Face a estes problemas a Fed espera, como referido anteriormente, que o PIB no primeiro semestre cresça ligeiramente, existindo a possibilidade de contracção e antecipa uma recuperação na segunda metade do ano em parte devido aos estímulos fiscais e monetários. Em 2009, espera que o PIB evolua próximo do ritmo potencial induzido pela estabilização dos mercados financeiros e imobiliário. No entanto, a incerteza quanto a este cenário é elevada.

A Fed voltou a demonstrar que a inflação é uma fonte de preocupação. Os seus níveis elevados resultam em grande parte do aumento do petróleo, bens agrícolas e outras commodities. A expectativa de uma descida dos preços dos bens energéticos e alimentares nos próximos meses, conjugada com a recente diminuição ligeira da inflação core, leva a que Fed espere que a inflação modere nos trimestres que se seguem. No entanto, a existência de indicadores que apontam para uma subida das expectativas da inflação levam a Fed a estar especialmente atenta à evolução dos preços.
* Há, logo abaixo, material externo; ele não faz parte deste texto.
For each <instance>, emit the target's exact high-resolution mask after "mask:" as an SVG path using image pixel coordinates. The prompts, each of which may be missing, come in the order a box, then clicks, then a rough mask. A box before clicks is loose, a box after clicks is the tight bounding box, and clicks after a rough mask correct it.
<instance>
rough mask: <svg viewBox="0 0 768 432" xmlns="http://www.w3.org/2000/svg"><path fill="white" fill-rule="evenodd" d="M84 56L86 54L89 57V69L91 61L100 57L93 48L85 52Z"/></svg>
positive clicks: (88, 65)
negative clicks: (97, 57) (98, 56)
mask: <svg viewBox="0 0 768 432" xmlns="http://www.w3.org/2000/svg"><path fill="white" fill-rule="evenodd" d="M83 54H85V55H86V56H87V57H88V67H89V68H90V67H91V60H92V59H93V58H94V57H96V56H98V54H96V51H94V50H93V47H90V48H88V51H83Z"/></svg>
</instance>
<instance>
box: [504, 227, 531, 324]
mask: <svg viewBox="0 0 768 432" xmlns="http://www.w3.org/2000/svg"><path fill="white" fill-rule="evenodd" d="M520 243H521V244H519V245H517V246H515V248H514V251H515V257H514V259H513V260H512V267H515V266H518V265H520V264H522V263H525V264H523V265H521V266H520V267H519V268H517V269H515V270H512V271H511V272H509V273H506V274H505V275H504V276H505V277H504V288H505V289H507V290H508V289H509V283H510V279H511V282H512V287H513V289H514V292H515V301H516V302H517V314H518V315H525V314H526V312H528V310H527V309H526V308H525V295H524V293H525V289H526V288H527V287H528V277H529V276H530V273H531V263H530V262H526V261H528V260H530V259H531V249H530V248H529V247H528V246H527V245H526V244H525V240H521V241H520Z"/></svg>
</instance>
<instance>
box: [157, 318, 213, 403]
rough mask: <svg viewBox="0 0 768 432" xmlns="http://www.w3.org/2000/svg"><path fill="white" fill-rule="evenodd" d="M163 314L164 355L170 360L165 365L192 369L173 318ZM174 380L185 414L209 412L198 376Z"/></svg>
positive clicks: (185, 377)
Consubstanciando as preocupações destacam-se uma série de indicadores económicos saídos ao longo das últimas semanas. A venda de casas novas voltou a decair, em Fevereiro, 1,8%, enquanto que a venda de casas usadas subiu, no mesmo período, 2,9%. O sinal dado pela venda de casas usadas poderá indicar que a procura estará a começar a reagir à descida dos preços, embora ainda seja precoce para confirmarmos esta tendência. Numa base anual, os preços das casas diminuíram 10,7%, em Janeiro. Por seu lado a confiança do consumidor desceu de 76,4 para 64,5 pontos, o nível mais baixo dos últimos cinco anos, confirmando os receios da Fed quanto a um abrandamento do consumo. Mais ainda, as encomendas de bens duradouros continuaram a descer, em Fevereiro, devido a uma diminuição significativa das encomendas de máquinas bem como das encomendas às fábricas que desceram 1,3%, em Fevereiro, depois de uma descida de 2,3%, em Janeiro, denotando um abrandamento da actividade económica nos EUA.


Comentários
 
Zé
"Desde 1929 que o Mundo inteiro é flagelado pela mais formidável crise económica que jámais se presenciou. Durante meses e meses quási se não tem ouvido falar de outra cousa que não sejam os maus negócios, o desemprego, a sobreprodução, o grande mal-estar e os sofrimentos por que se está passando. Milhões e milhões de homens teem a pouco e pouco ficado sem trabalho, arrastando consigo muitos mais milhões de seres, que deles dependem, a privações incríveis. Até mesmo nos países mais ricos do globo, se ouve o surdo rumor de protesto dos párias prestes a revoltar-se debaixo do aguilhão da fome." Excerto do livro: As grandes lições da crise, escrito por Marcelo I. Fayard e impresso em Lisboa no ano de 1933. O Homem tem memória muito curta e a História repete-se...
 
Grande crise
É verdade, a crise de 1929 foi terrivel e também afetou Portugal. Salazar, o Primeiro Ministro de então, teve azar: Depois de ter herdado um País destruido, politica,económica e financeiramente pela primeira república,teve de enfrentar essa tremenda crise que afectou o mundo. Depois apanhou a Guerra Civil de Espanha e a 2ª Guerra Mundial.Apesar de tudo, deixou umas finanças sãs, uma moeda forte, e o Banco de Portugal cheio de ouro. Morreu pobre, pois no seu tempo o Estado não pagava três vezes o justo valor das obras públicas.
 
Zé
"Salazar deixou umas finanças sãs, uma moeda forte, e o Banco de Portugal cheio de ouro." É verdade. Mas deixou também um monte de gente cheia de fome, de medo, doentes, ignorantes, analfabetos, reprimidos, censurados, desmotivados, tristes e fartos de guerra e miséria!!!
 
fascismo nunca mais
É incrível como ainda existem pessoas no mundo que exaltam as "virtudes" de regimes ditatoriais que castram a liberdade dos individuos... mas enfim espero que não se esqueça que os comentários que fazemos aqui livremente só são possíveis porque esse regime é parte do passado.